Daniel Gallington, LLM ’73, was in the Pentagon on Sept. 11, 2001, when terrorists slammed a plane into the building, around the corner from his E Ring office. He stayed around the clock in the burning building for several days, working as the special assistant for policy to Secretary of Defense Donald Rumsfeld. That experience—along with decades in the intelligence sector—ensure that national security is often at the top of his mind.
“As the Pentagon was burning,” he says, “we were debating what was our authority to interrogate a person.”

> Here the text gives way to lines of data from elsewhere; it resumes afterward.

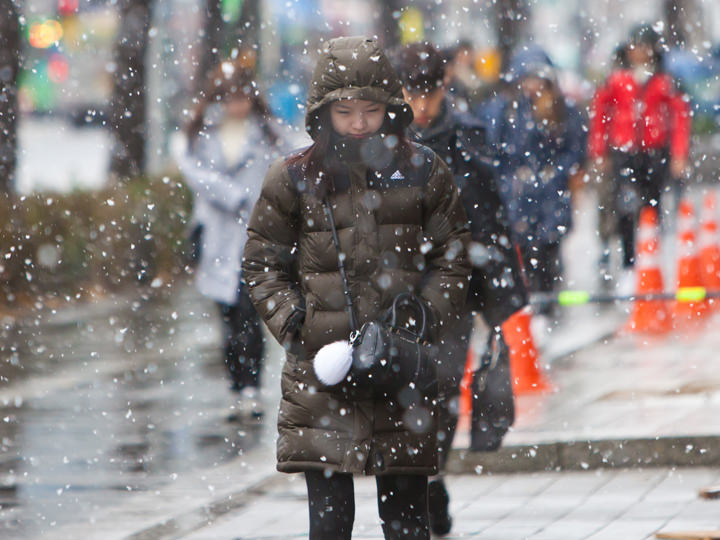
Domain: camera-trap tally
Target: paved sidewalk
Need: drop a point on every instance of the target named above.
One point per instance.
(630, 400)
(598, 505)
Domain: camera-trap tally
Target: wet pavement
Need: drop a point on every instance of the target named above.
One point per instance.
(99, 401)
(598, 505)
(114, 421)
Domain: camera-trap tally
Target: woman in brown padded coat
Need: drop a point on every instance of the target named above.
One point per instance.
(401, 228)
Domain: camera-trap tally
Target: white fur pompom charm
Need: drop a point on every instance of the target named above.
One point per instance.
(332, 362)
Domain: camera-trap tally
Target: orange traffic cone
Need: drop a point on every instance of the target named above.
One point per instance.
(689, 273)
(526, 375)
(709, 246)
(465, 405)
(472, 364)
(648, 316)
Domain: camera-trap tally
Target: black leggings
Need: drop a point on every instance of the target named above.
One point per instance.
(402, 505)
(244, 345)
(638, 180)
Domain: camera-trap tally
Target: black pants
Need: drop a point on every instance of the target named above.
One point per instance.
(638, 181)
(543, 266)
(493, 405)
(244, 346)
(402, 505)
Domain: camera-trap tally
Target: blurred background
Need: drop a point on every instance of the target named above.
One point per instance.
(78, 57)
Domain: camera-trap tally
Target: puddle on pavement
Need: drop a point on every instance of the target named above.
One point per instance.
(101, 400)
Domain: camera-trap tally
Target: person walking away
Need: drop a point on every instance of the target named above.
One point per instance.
(231, 141)
(604, 186)
(640, 134)
(401, 228)
(539, 141)
(496, 288)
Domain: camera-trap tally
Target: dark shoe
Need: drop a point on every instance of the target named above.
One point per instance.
(438, 508)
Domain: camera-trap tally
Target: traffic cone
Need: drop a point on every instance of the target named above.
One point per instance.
(709, 246)
(472, 364)
(465, 405)
(689, 273)
(526, 375)
(648, 316)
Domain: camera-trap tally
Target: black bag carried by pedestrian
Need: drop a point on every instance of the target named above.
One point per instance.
(385, 356)
(493, 405)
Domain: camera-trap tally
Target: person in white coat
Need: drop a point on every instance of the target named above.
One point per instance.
(231, 141)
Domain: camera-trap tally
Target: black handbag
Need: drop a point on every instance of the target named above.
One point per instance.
(387, 357)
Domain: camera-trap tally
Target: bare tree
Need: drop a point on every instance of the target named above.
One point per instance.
(10, 58)
(247, 32)
(128, 109)
(388, 27)
(210, 42)
(512, 17)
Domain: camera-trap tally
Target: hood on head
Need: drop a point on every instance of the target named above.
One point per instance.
(355, 68)
(530, 61)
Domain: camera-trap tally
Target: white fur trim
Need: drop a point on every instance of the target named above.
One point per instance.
(332, 362)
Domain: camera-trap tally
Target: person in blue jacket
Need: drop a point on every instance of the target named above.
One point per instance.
(539, 142)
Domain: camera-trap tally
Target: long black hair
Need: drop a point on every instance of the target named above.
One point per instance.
(320, 163)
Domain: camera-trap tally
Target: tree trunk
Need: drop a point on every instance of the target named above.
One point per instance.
(512, 17)
(685, 23)
(128, 110)
(10, 55)
(388, 23)
(210, 42)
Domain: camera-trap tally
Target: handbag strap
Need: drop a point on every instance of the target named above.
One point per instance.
(341, 266)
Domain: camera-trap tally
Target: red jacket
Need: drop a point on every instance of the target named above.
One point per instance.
(630, 116)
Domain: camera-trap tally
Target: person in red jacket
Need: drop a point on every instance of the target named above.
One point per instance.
(639, 131)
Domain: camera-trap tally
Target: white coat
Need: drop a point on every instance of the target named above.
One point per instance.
(224, 197)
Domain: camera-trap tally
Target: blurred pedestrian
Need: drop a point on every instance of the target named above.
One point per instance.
(231, 141)
(639, 134)
(461, 81)
(400, 227)
(539, 140)
(496, 289)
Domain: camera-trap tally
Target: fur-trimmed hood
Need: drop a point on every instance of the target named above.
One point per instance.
(355, 68)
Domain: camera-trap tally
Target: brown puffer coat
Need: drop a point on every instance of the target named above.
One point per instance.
(401, 228)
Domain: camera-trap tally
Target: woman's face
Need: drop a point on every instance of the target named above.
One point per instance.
(639, 54)
(356, 117)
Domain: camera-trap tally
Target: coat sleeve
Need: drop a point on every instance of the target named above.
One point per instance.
(680, 126)
(219, 189)
(445, 236)
(599, 120)
(269, 261)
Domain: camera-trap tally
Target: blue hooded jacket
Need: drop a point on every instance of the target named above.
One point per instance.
(534, 161)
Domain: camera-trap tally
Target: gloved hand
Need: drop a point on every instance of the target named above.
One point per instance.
(291, 330)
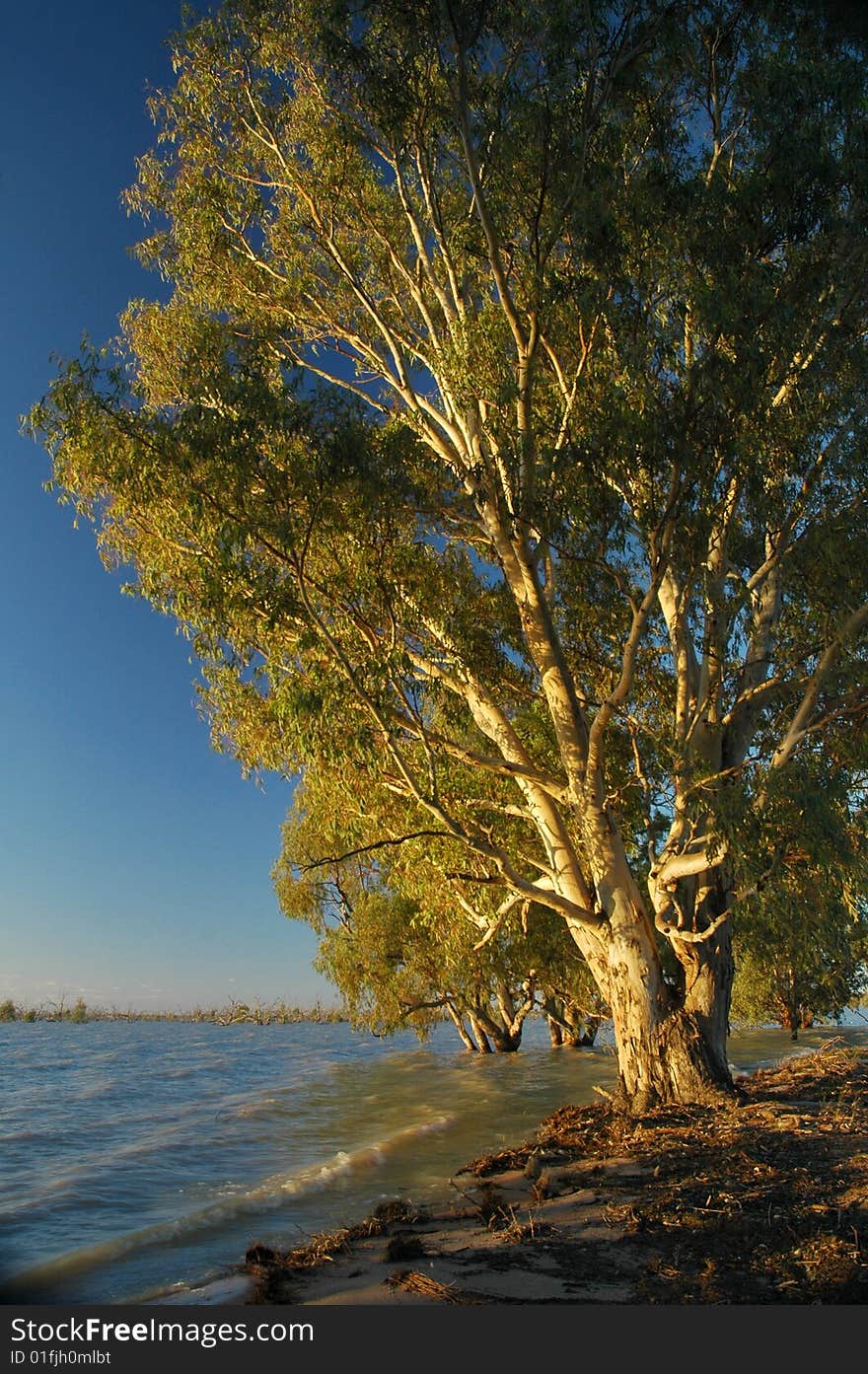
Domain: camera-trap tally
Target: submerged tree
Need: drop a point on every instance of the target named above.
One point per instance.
(399, 940)
(594, 278)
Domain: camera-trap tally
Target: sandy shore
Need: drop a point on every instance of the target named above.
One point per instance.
(762, 1201)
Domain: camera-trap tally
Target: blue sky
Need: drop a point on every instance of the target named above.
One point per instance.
(133, 860)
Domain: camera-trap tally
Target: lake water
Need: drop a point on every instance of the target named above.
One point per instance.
(137, 1158)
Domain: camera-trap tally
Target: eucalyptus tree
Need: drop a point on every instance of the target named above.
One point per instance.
(594, 280)
(802, 943)
(398, 939)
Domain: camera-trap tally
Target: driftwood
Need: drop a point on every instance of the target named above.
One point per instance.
(413, 1282)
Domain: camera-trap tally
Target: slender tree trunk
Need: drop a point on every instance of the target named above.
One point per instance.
(482, 1042)
(461, 1028)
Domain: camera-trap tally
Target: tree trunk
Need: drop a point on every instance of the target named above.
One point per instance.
(482, 1043)
(461, 1028)
(671, 1046)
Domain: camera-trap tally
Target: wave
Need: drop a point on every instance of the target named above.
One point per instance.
(262, 1196)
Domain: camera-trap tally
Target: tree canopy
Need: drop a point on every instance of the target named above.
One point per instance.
(504, 432)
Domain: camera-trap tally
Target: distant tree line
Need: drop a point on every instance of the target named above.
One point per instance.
(235, 1013)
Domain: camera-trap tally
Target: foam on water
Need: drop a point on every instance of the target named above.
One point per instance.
(271, 1133)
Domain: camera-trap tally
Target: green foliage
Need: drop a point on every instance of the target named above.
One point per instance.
(800, 958)
(501, 440)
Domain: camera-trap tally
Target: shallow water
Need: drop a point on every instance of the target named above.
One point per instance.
(143, 1157)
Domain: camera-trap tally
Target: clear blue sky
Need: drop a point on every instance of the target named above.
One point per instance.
(133, 860)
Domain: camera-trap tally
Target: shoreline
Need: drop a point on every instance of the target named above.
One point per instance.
(761, 1202)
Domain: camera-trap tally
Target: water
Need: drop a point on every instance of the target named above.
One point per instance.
(139, 1158)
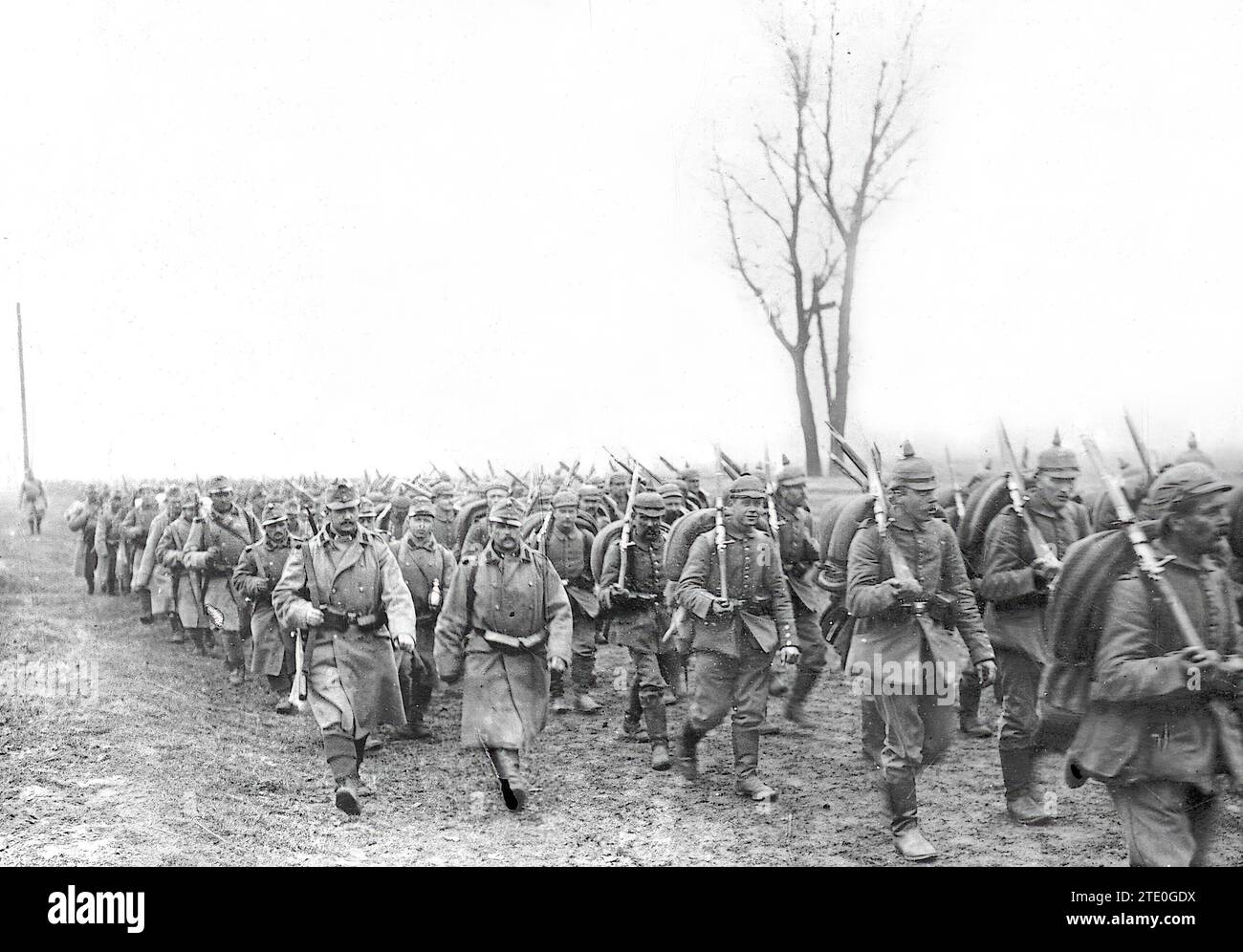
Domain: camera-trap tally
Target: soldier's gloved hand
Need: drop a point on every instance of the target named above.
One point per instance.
(987, 673)
(790, 655)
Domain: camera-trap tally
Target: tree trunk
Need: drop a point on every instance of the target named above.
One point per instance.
(838, 400)
(806, 412)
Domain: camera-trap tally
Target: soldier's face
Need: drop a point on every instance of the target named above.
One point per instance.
(746, 509)
(419, 527)
(1056, 489)
(1200, 530)
(505, 538)
(792, 496)
(563, 517)
(344, 522)
(920, 505)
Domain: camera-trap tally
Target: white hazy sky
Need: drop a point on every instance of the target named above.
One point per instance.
(265, 238)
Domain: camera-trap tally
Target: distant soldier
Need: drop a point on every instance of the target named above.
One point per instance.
(903, 653)
(691, 477)
(82, 517)
(427, 568)
(135, 530)
(799, 557)
(495, 491)
(148, 571)
(346, 587)
(734, 633)
(639, 619)
(1015, 582)
(443, 524)
(185, 595)
(506, 624)
(107, 542)
(259, 568)
(33, 502)
(1164, 716)
(212, 550)
(570, 550)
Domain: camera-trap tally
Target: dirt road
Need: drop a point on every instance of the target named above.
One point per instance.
(169, 766)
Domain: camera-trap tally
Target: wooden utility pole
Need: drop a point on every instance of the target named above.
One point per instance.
(21, 377)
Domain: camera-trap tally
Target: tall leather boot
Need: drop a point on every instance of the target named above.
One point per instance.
(1020, 806)
(969, 707)
(658, 731)
(746, 766)
(803, 683)
(904, 819)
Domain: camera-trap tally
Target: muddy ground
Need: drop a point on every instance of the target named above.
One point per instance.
(169, 766)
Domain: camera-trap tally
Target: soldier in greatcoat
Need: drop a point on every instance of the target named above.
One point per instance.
(734, 636)
(212, 550)
(1015, 583)
(639, 617)
(570, 550)
(903, 653)
(344, 587)
(259, 568)
(427, 568)
(1163, 723)
(505, 624)
(185, 595)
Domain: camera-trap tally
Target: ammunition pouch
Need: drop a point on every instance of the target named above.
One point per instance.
(1032, 599)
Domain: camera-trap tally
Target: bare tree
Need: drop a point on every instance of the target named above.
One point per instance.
(796, 222)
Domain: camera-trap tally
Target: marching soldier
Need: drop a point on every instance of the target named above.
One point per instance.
(212, 550)
(447, 514)
(256, 574)
(346, 588)
(903, 633)
(149, 570)
(799, 558)
(641, 617)
(505, 624)
(33, 502)
(736, 629)
(1163, 721)
(570, 550)
(427, 568)
(185, 595)
(1015, 586)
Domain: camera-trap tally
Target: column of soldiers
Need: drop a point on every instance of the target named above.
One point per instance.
(386, 609)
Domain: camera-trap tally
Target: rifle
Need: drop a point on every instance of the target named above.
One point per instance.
(1140, 447)
(881, 509)
(958, 505)
(626, 521)
(1018, 497)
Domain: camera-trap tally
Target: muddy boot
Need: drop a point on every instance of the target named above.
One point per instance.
(905, 822)
(687, 760)
(144, 603)
(746, 764)
(1020, 804)
(803, 683)
(513, 786)
(658, 729)
(969, 707)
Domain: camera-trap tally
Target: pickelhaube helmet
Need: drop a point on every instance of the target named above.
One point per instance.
(911, 471)
(1057, 460)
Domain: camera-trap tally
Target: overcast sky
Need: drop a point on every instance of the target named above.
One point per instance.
(280, 238)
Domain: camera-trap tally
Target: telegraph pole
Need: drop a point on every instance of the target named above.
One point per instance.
(21, 377)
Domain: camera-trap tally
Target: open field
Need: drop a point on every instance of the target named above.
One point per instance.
(169, 766)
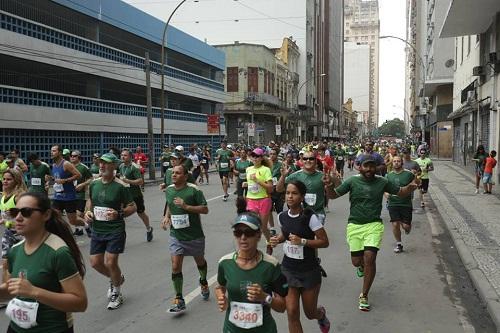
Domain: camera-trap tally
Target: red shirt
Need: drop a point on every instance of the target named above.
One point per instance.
(490, 164)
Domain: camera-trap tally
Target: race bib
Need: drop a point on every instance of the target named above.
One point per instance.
(293, 251)
(180, 221)
(101, 213)
(310, 199)
(246, 315)
(22, 313)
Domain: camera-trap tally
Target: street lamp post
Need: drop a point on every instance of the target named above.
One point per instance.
(300, 88)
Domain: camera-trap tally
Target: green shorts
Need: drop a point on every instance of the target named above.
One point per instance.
(360, 236)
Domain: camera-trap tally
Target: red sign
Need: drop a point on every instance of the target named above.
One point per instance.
(213, 124)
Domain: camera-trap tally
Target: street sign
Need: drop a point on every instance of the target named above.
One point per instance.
(251, 129)
(213, 124)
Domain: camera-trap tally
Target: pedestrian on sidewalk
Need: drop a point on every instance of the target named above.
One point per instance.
(480, 158)
(490, 164)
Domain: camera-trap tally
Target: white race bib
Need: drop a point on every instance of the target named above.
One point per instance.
(22, 313)
(246, 315)
(310, 199)
(293, 251)
(180, 221)
(101, 213)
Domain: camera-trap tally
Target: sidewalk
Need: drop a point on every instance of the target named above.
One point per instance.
(474, 223)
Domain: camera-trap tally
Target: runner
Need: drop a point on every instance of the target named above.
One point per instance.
(250, 283)
(39, 172)
(109, 203)
(63, 175)
(185, 204)
(224, 157)
(44, 272)
(426, 165)
(260, 185)
(301, 233)
(131, 176)
(240, 168)
(365, 228)
(400, 209)
(81, 186)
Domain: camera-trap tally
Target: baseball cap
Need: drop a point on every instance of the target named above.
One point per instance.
(249, 220)
(258, 152)
(110, 158)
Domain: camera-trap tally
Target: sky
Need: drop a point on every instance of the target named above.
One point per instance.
(268, 21)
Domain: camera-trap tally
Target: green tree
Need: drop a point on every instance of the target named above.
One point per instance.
(395, 127)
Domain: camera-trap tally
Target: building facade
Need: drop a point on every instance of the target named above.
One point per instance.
(74, 73)
(362, 25)
(476, 79)
(261, 86)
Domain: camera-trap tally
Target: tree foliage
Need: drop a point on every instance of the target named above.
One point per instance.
(395, 127)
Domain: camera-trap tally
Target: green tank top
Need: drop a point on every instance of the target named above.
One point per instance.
(4, 207)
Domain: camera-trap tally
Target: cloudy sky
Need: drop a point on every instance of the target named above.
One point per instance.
(268, 21)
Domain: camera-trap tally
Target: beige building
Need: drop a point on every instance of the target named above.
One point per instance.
(261, 86)
(362, 25)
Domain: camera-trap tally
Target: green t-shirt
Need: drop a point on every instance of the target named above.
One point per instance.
(315, 196)
(114, 195)
(86, 175)
(255, 190)
(37, 177)
(401, 179)
(366, 197)
(424, 164)
(192, 196)
(45, 268)
(241, 166)
(267, 274)
(131, 172)
(225, 156)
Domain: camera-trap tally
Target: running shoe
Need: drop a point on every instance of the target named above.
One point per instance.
(363, 303)
(324, 323)
(204, 291)
(178, 306)
(360, 272)
(149, 234)
(115, 301)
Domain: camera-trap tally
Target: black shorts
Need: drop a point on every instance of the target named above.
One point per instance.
(401, 214)
(68, 206)
(424, 186)
(139, 203)
(80, 205)
(111, 243)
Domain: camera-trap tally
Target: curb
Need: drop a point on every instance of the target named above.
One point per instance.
(479, 280)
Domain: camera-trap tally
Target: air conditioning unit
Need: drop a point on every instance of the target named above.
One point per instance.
(478, 71)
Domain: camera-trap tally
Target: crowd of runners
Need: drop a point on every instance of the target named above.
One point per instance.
(282, 194)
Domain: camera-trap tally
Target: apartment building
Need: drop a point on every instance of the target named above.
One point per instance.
(73, 73)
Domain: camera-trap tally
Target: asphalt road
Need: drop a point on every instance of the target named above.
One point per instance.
(424, 289)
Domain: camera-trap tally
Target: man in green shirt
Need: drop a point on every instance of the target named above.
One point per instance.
(185, 204)
(81, 185)
(365, 228)
(224, 159)
(109, 203)
(130, 174)
(38, 172)
(400, 209)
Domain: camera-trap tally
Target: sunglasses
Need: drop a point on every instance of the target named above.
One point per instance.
(25, 211)
(247, 232)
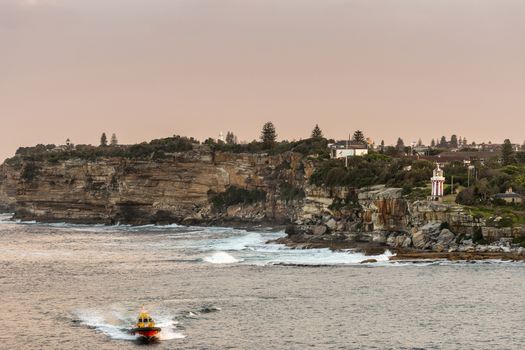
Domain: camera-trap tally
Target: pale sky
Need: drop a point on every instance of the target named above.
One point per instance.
(151, 68)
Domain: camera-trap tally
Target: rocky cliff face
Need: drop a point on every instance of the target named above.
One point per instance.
(176, 189)
(183, 187)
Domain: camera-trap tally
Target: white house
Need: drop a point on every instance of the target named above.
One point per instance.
(343, 149)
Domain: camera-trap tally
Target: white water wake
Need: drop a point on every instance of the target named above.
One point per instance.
(116, 325)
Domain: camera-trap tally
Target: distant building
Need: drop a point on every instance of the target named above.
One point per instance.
(510, 197)
(344, 149)
(438, 183)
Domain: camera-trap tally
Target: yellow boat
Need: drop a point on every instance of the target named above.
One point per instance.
(145, 326)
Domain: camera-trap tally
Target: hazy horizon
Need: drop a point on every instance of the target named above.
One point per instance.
(149, 69)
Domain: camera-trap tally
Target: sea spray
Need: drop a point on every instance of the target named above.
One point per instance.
(221, 258)
(116, 325)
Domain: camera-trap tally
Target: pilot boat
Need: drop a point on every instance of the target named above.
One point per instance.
(145, 326)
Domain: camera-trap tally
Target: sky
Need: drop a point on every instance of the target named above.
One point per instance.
(145, 69)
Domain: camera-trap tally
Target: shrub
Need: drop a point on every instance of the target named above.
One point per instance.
(290, 193)
(235, 195)
(478, 237)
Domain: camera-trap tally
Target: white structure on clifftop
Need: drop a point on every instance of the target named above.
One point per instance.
(438, 183)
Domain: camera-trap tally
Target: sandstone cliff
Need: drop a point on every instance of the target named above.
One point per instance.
(175, 189)
(193, 187)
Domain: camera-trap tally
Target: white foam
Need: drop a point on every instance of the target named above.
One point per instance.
(221, 258)
(116, 326)
(323, 257)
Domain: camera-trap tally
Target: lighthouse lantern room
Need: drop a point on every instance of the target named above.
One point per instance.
(438, 182)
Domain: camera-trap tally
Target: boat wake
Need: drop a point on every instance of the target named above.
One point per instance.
(116, 325)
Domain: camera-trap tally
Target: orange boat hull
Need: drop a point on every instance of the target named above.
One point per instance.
(147, 332)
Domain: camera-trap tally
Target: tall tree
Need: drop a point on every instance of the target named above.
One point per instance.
(507, 153)
(454, 141)
(231, 138)
(359, 137)
(268, 135)
(317, 133)
(443, 142)
(400, 145)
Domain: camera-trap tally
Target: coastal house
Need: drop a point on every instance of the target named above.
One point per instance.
(344, 149)
(510, 197)
(438, 183)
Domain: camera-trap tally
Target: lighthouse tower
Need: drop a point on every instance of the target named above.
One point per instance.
(438, 181)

Perhaps it is not surprising, then, that Gallington co-signed a letter to President Obama calling the release of documents by Edward Snowden an act that has done “grievous harm” to U.S. national security. The letter also said that Section 215 of the U.S. Code, which governs intelligence collection inside the United States, is indispensable in keeping Americans safe from terrorism. “The National Security Agency should continue to store the data, under existing tight controls and oversight,” the 2014 letter stated.
Gallington points out that the public-opinion pendulum swings toward national security during wars and after attacks such as Sept. 11. “Our nation and society abhor surveillance. But when we’re threatened or we’re at war, we don’t look the other way; we just swallow hard and say there are some things we’re going to have to do to keep us from being blown up,” says Gallington, who also served in a senior national security policy position in the Department of Justice and as bipartisan general counsel for the U.S. Senate Select Committee on Intelligence.
Still, Gallington emphasizes how important it is for civil-liberties organizations to be part of the conversation. “I used to call the ACLU as witnesses in the Senate, and I’ve worked with them for years,” he says. “They give articulation to the silence of the people who are represented here.”